The Chinese industry faces even more sweeping changes after the authorities this month outlined plans to ease foreign-ownership restrictions on automakers that could eventually enable manufacturers from abroad to buy out their local partners and set up new production on their own.
Any shift from BMW's current foreign ownership set-up will be gradual, Mr Krueger said.
BMW's choice of China as the sole initial production site for the iX3 also shows the shifting focus of the industry.
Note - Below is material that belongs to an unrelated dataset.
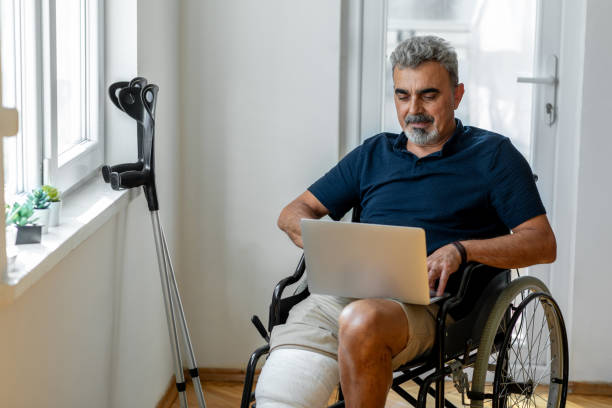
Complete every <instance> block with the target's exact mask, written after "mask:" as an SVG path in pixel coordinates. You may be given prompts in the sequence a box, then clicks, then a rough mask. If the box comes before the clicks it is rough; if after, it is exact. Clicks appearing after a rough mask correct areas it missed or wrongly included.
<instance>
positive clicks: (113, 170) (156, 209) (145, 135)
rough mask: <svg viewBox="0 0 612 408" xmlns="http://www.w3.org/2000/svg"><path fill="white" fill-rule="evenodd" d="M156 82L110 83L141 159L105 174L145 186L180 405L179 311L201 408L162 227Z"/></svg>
mask: <svg viewBox="0 0 612 408" xmlns="http://www.w3.org/2000/svg"><path fill="white" fill-rule="evenodd" d="M157 91H158V87H157V85H153V84H148V83H147V80H146V79H145V78H140V77H137V78H134V79H133V80H132V81H130V82H116V83H114V84H112V85H111V86H110V87H109V94H110V98H111V101H112V102H113V104H114V105H115V106H116V107H117V108H119V109H120V110H122V111H124V112H125V113H127V114H128V115H129V116H130V117H131V118H133V119H135V120H136V122H137V127H138V130H137V142H138V160H137V161H136V162H134V163H124V164H119V165H115V166H107V165H105V166H103V167H102V176H103V177H104V180H105V181H106V182H107V183H110V185H111V187H112V188H113V189H114V190H121V189H125V188H135V187H141V186H142V187H143V190H144V193H145V198H146V199H147V204H148V207H149V211H150V212H151V223H152V224H153V238H154V240H155V249H156V252H157V262H158V266H159V273H160V278H161V287H162V293H163V297H164V305H165V312H166V320H167V323H168V333H169V335H170V345H171V347H172V356H173V360H174V373H175V376H176V388H177V390H178V393H179V401H180V405H181V408H186V407H187V395H186V392H185V389H186V383H185V377H184V373H183V362H182V358H181V347H180V342H179V338H178V335H177V328H176V326H177V315H178V318H179V319H178V325H179V326H180V330H181V334H182V337H183V345H184V346H185V348H186V349H187V350H186V352H187V366H188V368H189V375H190V376H191V379H192V381H193V386H194V389H195V392H196V397H197V399H198V405H199V407H200V408H205V407H206V403H205V401H204V394H203V392H202V385H201V383H200V377H199V373H198V367H197V363H196V360H195V356H194V352H193V347H192V345H191V340H190V336H189V329H188V328H187V321H186V319H185V312H184V310H183V305H182V303H181V297H180V294H179V290H178V286H177V284H176V276H175V274H174V268H173V267H172V260H171V259H170V253H169V251H168V244H167V243H166V237H165V235H164V231H163V228H162V226H161V223H160V221H159V203H158V201H157V190H156V187H155V166H154V162H155V160H154V159H155V155H154V136H155V106H156V102H157Z"/></svg>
The model will further help the Munich-based company, which already manufactures a plug-in hybrid version of its X1 SUV in China, meet tightening emissions rules in the world's biggest electric-vehicle market.
"Carmakers have to have electric-vehicle production in China in any case," said Mr Mark Fulthorpe, also at IHS. "China has been getting more consideration for export, even if that means sharing profits with joint-venture partners."
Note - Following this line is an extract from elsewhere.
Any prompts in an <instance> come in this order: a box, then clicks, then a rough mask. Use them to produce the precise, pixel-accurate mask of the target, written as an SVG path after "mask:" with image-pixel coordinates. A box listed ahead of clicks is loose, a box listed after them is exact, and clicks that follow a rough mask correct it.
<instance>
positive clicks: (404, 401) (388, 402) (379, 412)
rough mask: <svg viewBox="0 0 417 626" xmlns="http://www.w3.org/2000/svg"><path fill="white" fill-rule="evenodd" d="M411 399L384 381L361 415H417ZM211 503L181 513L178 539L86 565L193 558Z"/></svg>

The iX3, which will be able to travel 400km on a fully charged battery, can be exported after the BMW partnership gained a licence last year to ship it outside China.
The model will enter the fast-growing premium electric-SUV segment after Jaguar's I-Pace crossover and Audi's Q6 E-Tron, which are scheduled for initial deliveries later this year, and the Mercedes-Benz EQ C crossover coming out next year.
So far, foreign carmakers have exported only a limited number of Chinese-made vehicles, preferring to offer them domestically in place of imports that would attract steep levies.
General Motors has sold a few Cadillacs and Buicks outside the country, while Swedish manufacturer Volvo Cars - now Chinese-owned - has shipped some S60 sedans to the US.
The biggest step so far, in terms of volume, is Ford's decision last year to shift the Focus compact's production from North America to Chongqing, a move expected to save US$1 billion (S$1.3 billion) in costs.
BMW's only fully batterypowered model is the i3 city car, introduced in 2013. An electric model from the Mini small-car brand will enter showrooms next year.
The iX3, which will be based on the existing X3 SUV to save costs, is part of BMW's strategy to roll out at least 12 all-electric cars by 2025. The carmaker is under pressure to contain ballooning development costs that will hit about €7 billion (S$11.3 billion) this year, an increase of some 15 per cent on top of an 18 per cent jump last year.
Unlike bigger rivals such as Volkswagen, which comprises 12 vehicle brands, BMW has limited options to spread technology costs between its namesake badge and Mini.
Placing the iX3 in China will put the car at the heart of a market that Bloomberg New Energy Finance estimates accounted for 49 per cent of the 1.1 million electric vehicles sold globally last year.